17th Mar 2017 3:50 pm
RBP
Member Since: 29 Aug 2012
Location: N Yorks
Posts: 1936
Aerialmark wrote:
Would I right to assume that my front discs may need changing ? I am getting brake wobble when i brake quite heavy from 70. I have checked paper work and they were changed shortly before I bought the car in 2015 at 139,000 and the car has now done over 154,00.
Hi Mark,
Discs should last longer than that in my experience. I change the pads every 20000 miles or so and plan on changing the discs every 40000 (both whether they need doing or not - was plenty of meat left on pads but I only do 10000 miles a year).
A relation had a D3 and seemed to need new discs and pads every year. Either she was driving like a dangerous lunatic or something was not right....
Could be bushes. Either way it's not that bad at the moment so it will have to wait. Thanks Richard 👍The happiest of people don't necessarily have the best of everything;
They just make the best of everything they have.
17th Mar 2017 5:17 pm
L319
Member Since: 14 Dec 2013
Location: Herefordshire
Posts: 2081
Alphamale wrote:
Discs don't warp, that's not to say that you won't get one that has been poorly manufactured, worn badly or not been fitted properly to clean mating surfaces, but the steel in the disc won't warp even when driven aggressively, instead, they can wear unevenly. This uneven wear is caused by the brake pads themselves as they intermittently touch an out-of-true disc i.e. disc not seating property on the hub.

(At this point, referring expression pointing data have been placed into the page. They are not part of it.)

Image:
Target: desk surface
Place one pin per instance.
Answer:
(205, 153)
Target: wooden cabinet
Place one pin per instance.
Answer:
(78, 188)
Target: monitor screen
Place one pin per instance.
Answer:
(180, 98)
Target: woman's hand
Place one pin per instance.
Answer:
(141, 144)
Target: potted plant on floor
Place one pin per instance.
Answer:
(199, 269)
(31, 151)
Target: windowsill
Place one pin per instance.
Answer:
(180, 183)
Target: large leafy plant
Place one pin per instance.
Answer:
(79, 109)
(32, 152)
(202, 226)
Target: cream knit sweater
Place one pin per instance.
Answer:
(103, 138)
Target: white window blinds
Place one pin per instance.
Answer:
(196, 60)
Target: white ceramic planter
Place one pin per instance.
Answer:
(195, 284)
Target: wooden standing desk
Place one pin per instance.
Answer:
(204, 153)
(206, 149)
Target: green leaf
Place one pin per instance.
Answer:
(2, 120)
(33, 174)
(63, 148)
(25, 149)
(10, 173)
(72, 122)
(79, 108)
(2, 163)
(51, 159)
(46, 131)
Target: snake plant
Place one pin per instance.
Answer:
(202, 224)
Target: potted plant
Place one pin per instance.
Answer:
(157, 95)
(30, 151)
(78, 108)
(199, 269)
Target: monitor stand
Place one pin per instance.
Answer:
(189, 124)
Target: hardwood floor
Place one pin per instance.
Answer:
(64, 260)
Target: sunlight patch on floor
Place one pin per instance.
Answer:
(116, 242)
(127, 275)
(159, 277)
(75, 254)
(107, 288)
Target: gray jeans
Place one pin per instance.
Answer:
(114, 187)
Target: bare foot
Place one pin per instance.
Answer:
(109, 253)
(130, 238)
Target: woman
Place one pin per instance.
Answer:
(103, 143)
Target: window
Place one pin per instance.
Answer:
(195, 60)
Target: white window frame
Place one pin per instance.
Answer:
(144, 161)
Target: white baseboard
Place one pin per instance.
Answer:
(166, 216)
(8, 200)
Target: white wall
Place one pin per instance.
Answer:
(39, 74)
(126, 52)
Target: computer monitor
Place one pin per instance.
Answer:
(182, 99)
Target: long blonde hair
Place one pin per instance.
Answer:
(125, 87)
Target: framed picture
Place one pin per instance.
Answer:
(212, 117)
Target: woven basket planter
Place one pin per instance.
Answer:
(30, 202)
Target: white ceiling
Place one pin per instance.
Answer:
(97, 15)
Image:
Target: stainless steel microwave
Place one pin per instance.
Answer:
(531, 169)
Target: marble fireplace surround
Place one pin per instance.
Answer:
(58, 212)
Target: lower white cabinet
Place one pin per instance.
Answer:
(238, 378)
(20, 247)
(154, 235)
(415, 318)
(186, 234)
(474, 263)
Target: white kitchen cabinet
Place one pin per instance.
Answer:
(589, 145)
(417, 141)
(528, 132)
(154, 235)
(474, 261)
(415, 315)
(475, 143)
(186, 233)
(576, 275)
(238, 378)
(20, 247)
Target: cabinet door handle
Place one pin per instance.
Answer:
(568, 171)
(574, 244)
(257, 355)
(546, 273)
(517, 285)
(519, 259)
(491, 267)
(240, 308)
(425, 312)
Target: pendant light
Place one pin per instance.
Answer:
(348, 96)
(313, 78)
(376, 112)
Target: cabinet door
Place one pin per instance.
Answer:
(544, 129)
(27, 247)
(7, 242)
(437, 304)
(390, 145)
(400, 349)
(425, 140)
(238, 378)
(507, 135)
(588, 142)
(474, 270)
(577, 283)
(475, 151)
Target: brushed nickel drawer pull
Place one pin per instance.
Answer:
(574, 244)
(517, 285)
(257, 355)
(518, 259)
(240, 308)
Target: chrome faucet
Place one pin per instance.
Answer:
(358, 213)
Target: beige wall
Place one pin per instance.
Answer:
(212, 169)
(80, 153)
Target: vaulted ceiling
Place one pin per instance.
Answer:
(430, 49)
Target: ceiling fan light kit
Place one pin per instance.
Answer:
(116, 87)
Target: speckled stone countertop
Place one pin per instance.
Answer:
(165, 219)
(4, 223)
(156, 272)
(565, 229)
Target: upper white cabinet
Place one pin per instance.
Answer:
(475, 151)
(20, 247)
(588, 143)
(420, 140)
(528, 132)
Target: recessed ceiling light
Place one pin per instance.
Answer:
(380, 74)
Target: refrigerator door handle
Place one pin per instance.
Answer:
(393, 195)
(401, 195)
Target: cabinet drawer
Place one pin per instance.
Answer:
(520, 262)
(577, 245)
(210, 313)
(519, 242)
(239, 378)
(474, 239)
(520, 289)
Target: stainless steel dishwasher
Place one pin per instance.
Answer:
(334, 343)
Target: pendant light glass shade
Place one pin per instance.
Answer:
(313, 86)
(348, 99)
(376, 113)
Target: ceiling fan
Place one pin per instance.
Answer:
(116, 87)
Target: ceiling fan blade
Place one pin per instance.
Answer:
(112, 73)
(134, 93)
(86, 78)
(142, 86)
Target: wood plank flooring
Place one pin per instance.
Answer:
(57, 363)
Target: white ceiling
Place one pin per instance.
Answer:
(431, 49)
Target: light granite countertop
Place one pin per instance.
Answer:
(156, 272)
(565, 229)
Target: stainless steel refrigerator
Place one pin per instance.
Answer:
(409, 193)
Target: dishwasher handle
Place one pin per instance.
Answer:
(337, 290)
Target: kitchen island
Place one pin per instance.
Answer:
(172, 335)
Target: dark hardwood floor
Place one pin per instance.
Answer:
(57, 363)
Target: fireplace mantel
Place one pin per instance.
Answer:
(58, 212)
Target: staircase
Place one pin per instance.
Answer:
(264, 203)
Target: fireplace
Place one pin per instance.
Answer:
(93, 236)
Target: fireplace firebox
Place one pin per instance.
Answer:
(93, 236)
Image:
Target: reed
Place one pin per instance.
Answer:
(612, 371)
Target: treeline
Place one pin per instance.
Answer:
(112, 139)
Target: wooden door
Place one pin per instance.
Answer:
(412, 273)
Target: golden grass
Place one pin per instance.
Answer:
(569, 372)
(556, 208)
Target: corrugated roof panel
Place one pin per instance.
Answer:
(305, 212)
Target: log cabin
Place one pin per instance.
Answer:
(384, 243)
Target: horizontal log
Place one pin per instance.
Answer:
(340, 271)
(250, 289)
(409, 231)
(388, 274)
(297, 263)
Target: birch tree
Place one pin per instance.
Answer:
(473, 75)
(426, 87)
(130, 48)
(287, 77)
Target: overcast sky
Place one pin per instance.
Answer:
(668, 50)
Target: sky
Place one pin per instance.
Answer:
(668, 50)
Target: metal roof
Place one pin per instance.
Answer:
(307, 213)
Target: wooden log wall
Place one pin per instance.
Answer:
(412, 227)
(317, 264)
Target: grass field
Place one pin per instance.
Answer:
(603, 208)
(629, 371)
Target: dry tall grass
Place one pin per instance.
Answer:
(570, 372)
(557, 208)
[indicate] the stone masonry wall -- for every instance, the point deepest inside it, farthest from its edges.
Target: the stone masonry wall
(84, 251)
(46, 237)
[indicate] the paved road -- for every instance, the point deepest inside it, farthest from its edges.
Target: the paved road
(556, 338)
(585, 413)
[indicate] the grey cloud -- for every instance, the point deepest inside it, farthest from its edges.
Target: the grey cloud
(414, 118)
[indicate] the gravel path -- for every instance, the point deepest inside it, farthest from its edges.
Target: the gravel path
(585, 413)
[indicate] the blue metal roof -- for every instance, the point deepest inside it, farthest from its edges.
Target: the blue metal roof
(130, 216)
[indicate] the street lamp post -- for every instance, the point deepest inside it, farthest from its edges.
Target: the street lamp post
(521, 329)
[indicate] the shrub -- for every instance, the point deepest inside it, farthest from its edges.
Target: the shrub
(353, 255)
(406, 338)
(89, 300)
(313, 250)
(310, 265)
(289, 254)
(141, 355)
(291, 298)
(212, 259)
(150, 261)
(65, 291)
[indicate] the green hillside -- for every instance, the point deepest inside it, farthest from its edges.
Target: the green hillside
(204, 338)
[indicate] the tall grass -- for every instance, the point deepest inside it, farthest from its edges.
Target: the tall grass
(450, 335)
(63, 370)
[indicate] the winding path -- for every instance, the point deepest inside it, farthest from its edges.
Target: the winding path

This phenomenon is called Disc thickness Variation (DTV). Whilst a Dial gauge can be used to check run out it wont in itself measure DTV, a micrometer is needed as well to measure this. Run out or wear in the hub will set up this wear and sticking pads/ pistons not fully retracting from the disc will as well . The seal in the piston has designed in a degree of roll back to retract the piston when the pressure is released. Vehicle used for long journeys with little brake application are more prone than frequent applications such as town driving.
17th Mar 2017 6:24 pm
Alphamale
Member Since: 28 May 2014
Location: Belfast
Posts: 497
Just found this and think is will be of interest to everyone. http://www.mossmotors.com/SiteGraphics/Pages/brake_discs.html I found the section on bedding-in to be particularly interesting and worth taking note of. Won't mean you should discount other problem areas, but may go some way to explaining why new discs 'warp' if not bedded-in properly.